One of the disappointing things about the response of critics to the Book of Abraham is the general failure to acknowledge anything that looks like Joseph happened to get something right. Elsewhere I’ve cited examples such as the bulls-eye of linking the four sons of Horus in Facsimile 2 with the four quarters of the earth (see Richard W. Wilkinson, Symbol and Magic in Egyptian Art, (London: Thames and Hudson, 1994), 133-134, 213) or identifying the crocodile in Facsimile 1 as the idolatrous god of Pharaoh — an apt description of Sobek, the crocodile god long associated with Pharaoh. See Quinten Barney, “Sobek: The Idolatrous God of Pharaoh Amenemhet III,” Journal of the Book of Mormon and Other Restoration Scripture 22/2 (2013): 22–27 (link is to a PDF). In addition to many plausible and even impressive elements in the comments on the facsimiles, there are numerous aspects of the text itself with support in ancient documents, most of which were not accessible to Joseph. See especially Traditions about the Early Life of Abraham, edited by John A. Tvedtnes, Brian M. Hauglid, and John Gee (Provo, Utah: Foundation for Ancient Research and Mormon Studies, 2001).

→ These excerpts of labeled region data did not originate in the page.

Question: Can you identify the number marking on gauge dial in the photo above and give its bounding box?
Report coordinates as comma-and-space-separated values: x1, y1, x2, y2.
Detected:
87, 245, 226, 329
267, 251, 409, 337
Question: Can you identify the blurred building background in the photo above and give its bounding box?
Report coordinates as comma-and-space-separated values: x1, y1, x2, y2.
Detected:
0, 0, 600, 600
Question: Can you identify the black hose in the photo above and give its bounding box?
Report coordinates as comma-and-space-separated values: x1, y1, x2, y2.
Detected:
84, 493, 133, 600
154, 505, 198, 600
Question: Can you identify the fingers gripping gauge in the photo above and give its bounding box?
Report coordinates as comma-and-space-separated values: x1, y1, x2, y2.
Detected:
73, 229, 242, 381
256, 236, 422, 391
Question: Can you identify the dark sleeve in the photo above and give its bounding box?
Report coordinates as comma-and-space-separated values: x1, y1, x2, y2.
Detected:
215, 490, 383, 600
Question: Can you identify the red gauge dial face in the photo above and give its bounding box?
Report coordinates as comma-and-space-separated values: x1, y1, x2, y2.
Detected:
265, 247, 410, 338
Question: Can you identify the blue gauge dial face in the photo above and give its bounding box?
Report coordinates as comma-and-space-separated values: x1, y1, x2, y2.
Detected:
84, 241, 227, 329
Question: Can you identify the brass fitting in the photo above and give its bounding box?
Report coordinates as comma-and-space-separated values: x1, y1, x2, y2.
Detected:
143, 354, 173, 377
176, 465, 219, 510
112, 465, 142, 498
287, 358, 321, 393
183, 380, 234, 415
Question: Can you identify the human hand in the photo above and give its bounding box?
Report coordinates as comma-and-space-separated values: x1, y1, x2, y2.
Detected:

One interesting issue I failed to include in previous discussions comes from Barry Bickmore’s works on early Christianity. On a page entitled “The Angel of God’s Presence in Abraham 1:15-16” (archived), Bickmore observes that the “angel of the Lord’s presence” who rescues Abraham on the altar is also identified as Jehovah, and this correlation between Jehovah and an angel makes good sense in light of ancient Jewish beliefs but would be at odds with what Joseph would likely have learned in his environment. Bickmore, after drawing in part upon Margaret Barker’a The Great Angel, concludes:
We have established that Abraham’s identification of Yahweh with “the
angel of his presence” was consistent with the earliest Israelite
traditions, and also with the earliest Christian traditions. But if we
assume, as the critics of the Book of Abraham do, that Joseph Smith
created this remarkable document by applying his fertile imagination to
the sources he had at hand, how did he come up with this strange designation
for Yahweh? The only Biblical source for the phrase would have been Isaiah
63:9, but we have seen that this verse gives no hint that Yahweh was
equated with “the angel of his presence”. This conclusion
can only be drawn when the Greek text is compared with the Hebrew. However,
the Septuagint was not translated into English until 1851, so again we
are at a loss to find a source for the Prophet. Consider also that we have
not been able to find even a single case where Joseph Smith used this title
to refer to Yahweh, aside from this solitary passage in the Book of
Abraham. Therefore, we are forced to conclude that Joseph Smith was
inconceivably lucky in his choice of words, or in fact the Patriarch
Abraham chose these words to describe his God.
There are so many intriguing “direct hits” or “bulls eyes” that we find in the Book of Abraham that it would seem unwise to dismiss the book as a mere fraud. Something noteworthy is going on. Indeed, the strengths of the Book of Abraham could soon be more frequently discussed and appreciated, rather than merely discarding the book as a fraud as too many are too quick to do.
Update, Dec. 30, 2016: With helpful input from readers here, I’ve recognized that it is possible that Joseph could have picked up the concept of equating the angel with Jehovah based on biblical commentary. In fact, through searching commentaries at BlueLetterBible.org, I found that Matthew Henry’s eighteenth-century commentary on Isaiah 63 specifically opines that the “angel of the Lord’s presence” in Isaiah 63:9 could be Jesus Christ in the role of Jehovah. Henry states:
The person employed in their salvation-the angel of his face, or presence. Some understand it of a created angel. The highest angel in heaven, even the angel of his presence, that attends next the throne of his glory, is not thought too great, too good, to be sent on this errand. Thus the little ones’ angels are said to be those that always behold the face of our Father, Mt. 18:10. But this is rather to be understood of Jesus Christ, the eternal Word, that angel of whom God spoke to Moses (Ex. 23:20, 21), whose voice Israel was to obey. He is called Jehovah, Ex. 13:21; 14:21, 24. He is the angel of the covenant, God’s messenger to the world, Mal. 3:1. He is the angel of God’s face, for he is the express image of his person; and the glory of God shines in the face of Christ. He that was to work out the eternal salvation, as an earnest of that, wrought out the temporal salvations that were typical of it.
So I’ll grant that there is a basis for commentary from others to have guided Joseph Smith on this point.